Have sex or use toys like vibrators inside your vagina to keep it in shape. If the changes have been severe or it’s been a long time since you got busy, your doctor may advise you to use vaginal dilators, gadgets that gradually stretch things out.
You might also try physical therapy if sex is painful for you. If you tense up because you’re afraid of pain, your body learns to do that when you have sex. “The physical therapist can teach you how to relax your muscles,” Lynn says.
Medication Can Help
Hormone therapy is still the main menopause treatment, but the finer points have changed, Soutendijk says. “We’re using far lower doses than we used to.

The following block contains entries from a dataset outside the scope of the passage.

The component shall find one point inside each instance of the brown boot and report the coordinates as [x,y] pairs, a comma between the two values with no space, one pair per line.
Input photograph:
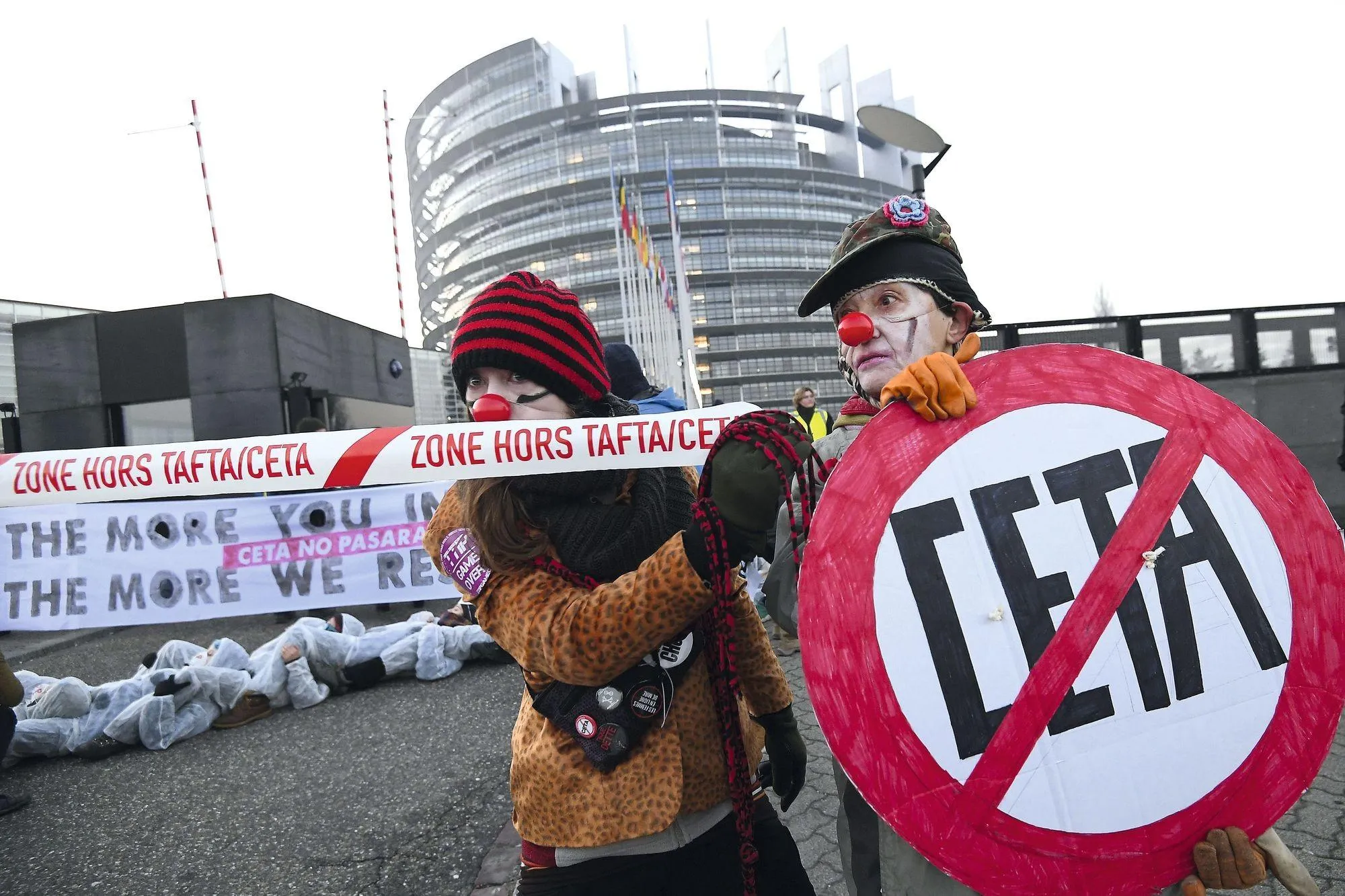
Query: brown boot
[249,708]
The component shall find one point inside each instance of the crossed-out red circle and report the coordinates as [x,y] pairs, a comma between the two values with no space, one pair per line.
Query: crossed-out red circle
[863,719]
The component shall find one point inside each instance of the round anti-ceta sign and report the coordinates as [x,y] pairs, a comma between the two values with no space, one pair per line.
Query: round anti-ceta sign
[1056,642]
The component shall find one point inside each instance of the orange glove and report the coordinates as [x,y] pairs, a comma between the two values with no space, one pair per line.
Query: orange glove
[1226,860]
[935,385]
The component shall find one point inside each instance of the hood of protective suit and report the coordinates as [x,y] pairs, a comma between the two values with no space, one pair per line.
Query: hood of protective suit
[229,654]
[174,654]
[67,698]
[224,653]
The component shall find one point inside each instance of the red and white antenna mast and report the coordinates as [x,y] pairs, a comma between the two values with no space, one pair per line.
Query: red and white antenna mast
[392,198]
[210,208]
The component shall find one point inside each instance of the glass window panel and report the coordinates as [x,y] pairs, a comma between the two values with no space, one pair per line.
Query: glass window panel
[1207,354]
[1277,348]
[153,423]
[1323,345]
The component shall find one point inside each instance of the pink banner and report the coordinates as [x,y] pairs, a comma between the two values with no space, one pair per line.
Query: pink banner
[333,544]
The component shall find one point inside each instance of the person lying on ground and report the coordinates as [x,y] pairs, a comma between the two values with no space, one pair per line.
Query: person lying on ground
[64,715]
[185,702]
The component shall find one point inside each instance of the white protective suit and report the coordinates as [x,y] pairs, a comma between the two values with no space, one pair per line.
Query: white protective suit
[69,713]
[215,678]
[376,641]
[174,654]
[309,680]
[435,651]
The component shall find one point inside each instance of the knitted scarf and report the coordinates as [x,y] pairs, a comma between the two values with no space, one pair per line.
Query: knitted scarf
[592,533]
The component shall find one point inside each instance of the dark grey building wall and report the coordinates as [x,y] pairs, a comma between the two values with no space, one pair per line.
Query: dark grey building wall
[341,357]
[1304,411]
[399,391]
[142,356]
[221,334]
[235,415]
[59,365]
[231,357]
[67,428]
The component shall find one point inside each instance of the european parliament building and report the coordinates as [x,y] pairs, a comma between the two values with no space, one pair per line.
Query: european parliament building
[510,167]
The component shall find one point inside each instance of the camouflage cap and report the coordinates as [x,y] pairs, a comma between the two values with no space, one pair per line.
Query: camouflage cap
[899,218]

The goal is to take just enough to help relieve hot flashes and no more.”
If you’d rather not take pills that affect your whole body but still need something to help with dryness and tone, your doctor may prescribe suppositories or a ring, cream, or gel that you put inside your vagina.
“These don’t help hot flashes, but the advantage is that very little estrogen gets absorbed into the body, so they don’t have the same risks for breast cancer and blood clots as [traditional hormone therapy],” Lynn says.